Perché nell'universo del dottor Díaz-Canel —dottore in Scienze Tecniche, è opportuno ricordarlo— sembra che anche la fisica sia stata alterata.
I salari perdono peso man mano che l'inflazione aumenta. La produzione scompare senza lasciare tracce osservabili. Gli investimenti esteri esistono, ma possono essere rilevati solo attraverso teorie complesse, perché non si presentano mai nel telescopio della realtà. E il tempo acquisisce proprietà straordinarie: le soluzioni appartengono sempre al futuro, mentre i sacrifici esistono solo nel presente.
Albert Einstein non è mai arrivato così lontano. Neppure Stephen Hawking.
C'è bisogno di un rivoluzionario diplomato alla scuola Ñico López per sviluppare una teoria secondo la quale la prosperità viaggia sempre alla velocità della promessa e non raggiunge mai il presente.

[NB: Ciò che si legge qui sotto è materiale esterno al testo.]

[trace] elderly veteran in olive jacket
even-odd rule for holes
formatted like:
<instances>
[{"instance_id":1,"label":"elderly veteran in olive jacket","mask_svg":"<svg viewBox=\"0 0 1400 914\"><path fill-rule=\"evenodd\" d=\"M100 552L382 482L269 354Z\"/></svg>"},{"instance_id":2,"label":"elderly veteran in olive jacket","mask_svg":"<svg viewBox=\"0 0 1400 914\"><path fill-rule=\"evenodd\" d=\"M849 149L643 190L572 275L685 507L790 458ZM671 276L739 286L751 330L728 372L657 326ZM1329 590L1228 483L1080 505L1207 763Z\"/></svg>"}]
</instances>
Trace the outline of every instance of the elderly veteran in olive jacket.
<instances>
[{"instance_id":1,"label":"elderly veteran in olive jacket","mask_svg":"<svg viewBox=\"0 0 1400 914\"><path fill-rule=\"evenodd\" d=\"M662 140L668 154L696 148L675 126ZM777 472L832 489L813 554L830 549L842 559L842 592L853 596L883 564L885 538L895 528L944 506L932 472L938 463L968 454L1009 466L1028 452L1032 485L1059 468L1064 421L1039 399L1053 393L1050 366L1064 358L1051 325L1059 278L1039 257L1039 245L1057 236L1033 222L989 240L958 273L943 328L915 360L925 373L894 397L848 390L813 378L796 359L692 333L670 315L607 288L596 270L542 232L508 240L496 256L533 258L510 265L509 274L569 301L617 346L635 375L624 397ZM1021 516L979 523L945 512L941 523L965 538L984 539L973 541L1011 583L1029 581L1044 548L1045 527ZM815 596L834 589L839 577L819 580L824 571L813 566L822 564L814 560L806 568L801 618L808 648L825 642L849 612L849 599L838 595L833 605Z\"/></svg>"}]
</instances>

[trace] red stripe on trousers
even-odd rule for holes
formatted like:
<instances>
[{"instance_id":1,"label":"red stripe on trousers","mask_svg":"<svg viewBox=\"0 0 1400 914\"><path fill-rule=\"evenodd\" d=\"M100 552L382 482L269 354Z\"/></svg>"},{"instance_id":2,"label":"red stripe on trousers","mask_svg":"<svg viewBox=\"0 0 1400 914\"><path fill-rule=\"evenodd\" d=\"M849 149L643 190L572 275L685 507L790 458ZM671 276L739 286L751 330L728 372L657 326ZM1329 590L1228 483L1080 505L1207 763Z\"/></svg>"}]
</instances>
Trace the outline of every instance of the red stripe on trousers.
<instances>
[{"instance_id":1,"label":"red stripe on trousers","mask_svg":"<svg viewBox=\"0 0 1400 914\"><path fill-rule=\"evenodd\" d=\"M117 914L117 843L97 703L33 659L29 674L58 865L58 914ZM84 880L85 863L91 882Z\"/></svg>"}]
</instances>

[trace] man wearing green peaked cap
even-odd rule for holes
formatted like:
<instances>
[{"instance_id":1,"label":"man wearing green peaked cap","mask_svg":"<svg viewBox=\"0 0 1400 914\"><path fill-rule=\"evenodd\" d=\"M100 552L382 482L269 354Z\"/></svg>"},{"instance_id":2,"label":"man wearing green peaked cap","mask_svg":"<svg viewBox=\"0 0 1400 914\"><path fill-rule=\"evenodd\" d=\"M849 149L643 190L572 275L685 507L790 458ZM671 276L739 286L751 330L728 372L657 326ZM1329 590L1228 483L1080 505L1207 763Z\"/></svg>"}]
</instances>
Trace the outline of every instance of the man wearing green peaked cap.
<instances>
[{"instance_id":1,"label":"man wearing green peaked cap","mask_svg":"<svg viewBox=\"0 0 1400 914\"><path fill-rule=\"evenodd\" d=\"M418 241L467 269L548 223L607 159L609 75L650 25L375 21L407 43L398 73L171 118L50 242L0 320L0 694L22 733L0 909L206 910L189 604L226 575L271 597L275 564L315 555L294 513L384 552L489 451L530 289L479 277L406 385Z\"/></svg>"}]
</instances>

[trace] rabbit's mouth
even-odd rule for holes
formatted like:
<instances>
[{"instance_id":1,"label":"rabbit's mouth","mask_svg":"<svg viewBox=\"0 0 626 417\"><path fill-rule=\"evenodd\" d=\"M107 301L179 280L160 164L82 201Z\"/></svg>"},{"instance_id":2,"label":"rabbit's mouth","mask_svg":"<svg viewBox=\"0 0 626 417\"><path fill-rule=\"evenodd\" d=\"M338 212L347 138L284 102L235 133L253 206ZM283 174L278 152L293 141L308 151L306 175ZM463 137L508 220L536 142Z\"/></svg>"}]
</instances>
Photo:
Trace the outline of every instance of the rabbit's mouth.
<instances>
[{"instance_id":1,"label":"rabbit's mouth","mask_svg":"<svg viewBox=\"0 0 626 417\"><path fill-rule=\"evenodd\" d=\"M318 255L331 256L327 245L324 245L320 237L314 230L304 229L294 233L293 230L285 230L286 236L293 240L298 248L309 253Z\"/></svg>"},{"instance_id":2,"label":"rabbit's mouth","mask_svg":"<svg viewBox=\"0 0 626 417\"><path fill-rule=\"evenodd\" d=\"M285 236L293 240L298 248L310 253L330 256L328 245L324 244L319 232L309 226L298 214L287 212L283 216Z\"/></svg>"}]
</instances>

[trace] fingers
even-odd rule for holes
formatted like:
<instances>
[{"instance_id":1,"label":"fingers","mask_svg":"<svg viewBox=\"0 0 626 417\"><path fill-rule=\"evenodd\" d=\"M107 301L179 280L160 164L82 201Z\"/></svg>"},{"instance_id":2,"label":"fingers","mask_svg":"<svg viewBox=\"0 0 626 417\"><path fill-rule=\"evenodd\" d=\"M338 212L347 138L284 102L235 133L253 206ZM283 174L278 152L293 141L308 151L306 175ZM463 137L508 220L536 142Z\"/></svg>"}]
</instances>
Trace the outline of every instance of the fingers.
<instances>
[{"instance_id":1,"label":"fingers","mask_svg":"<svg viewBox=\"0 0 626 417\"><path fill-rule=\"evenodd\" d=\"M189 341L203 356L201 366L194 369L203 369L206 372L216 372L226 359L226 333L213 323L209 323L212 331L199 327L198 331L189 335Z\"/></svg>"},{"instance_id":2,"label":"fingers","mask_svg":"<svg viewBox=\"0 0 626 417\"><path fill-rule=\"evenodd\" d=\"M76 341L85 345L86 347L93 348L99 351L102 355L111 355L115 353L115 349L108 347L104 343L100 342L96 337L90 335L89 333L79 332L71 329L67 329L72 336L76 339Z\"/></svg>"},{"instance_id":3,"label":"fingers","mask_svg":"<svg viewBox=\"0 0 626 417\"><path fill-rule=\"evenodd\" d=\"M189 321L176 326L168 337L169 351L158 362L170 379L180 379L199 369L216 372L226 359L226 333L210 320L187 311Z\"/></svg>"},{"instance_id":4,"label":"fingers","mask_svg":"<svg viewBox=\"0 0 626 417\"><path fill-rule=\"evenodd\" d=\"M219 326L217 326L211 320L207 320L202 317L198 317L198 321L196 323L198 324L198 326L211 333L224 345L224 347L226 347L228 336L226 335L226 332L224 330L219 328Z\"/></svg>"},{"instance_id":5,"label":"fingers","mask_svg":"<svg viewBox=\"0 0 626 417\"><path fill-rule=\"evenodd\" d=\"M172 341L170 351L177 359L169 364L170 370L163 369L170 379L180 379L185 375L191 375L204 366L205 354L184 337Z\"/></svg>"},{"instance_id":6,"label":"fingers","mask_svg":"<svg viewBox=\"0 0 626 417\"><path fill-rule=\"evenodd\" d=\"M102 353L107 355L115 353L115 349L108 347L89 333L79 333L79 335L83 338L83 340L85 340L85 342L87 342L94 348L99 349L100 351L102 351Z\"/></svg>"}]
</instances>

Quizás por eso Cubadebate è intervenuto a sostegno del designato con una missione scientifica senza precedenti: demonstrare che un buco nero è, in realtà, un faro.
Su articolo cerca di convincerci che l'utopia non consiste nel raggiungere, ma nel camminare. Che la "rivoluzione" non è una meta, ma un cammino permanente. Che se l'orizzonte continua a allontanarsi dopo quasi sette decenni, non dobbiamo interpretarlo come un fallimento del modello, ma come una prova della sua straordinaria vitalità.
È una teoria affascinante. Il problema della propaganda è che a volte finisce per dire più di quanto intenda.
"La stessa che ci ha portato fin qui", proclamò con orgoglio Cubadebate nel titolo della sua difesa. Fino a qui? La domanda contiene tutta la refutazione.
Perché l'"qui" della Cuba contemporanea non è un'Arcadia socialista, ma un paese di blackout, scarsità, emigrazione di massa e salari ridotti a poche monete forti al mese. Se questa è la stazione finale del viaggio rivoluzionario, il propagandista ha appena redatto, senza volerlo, il riassunto più devastante dei suoi risultati.
Forse il vero errore di Díaz-Canel non è stato citare male Galeano — né attribuire in modo affrettato la frase a Lenin in un sussurro appena udibile — ma scegliere la metafora sbagliata.
Perché la Cuba di oggi non sembra più camminare verso un orizzonte.
Sembra molto di più un paese intrappolato in un orizzonte degli eventi, dove tutto ciò che entra —il talento, il risparmio, la speranza o la giovinezza— finisce per scomparire sotto l'immensa gravità di un sistema incapace di liberarsi da se stesso.
E neppure la luce della propaganda riesce a uscirne.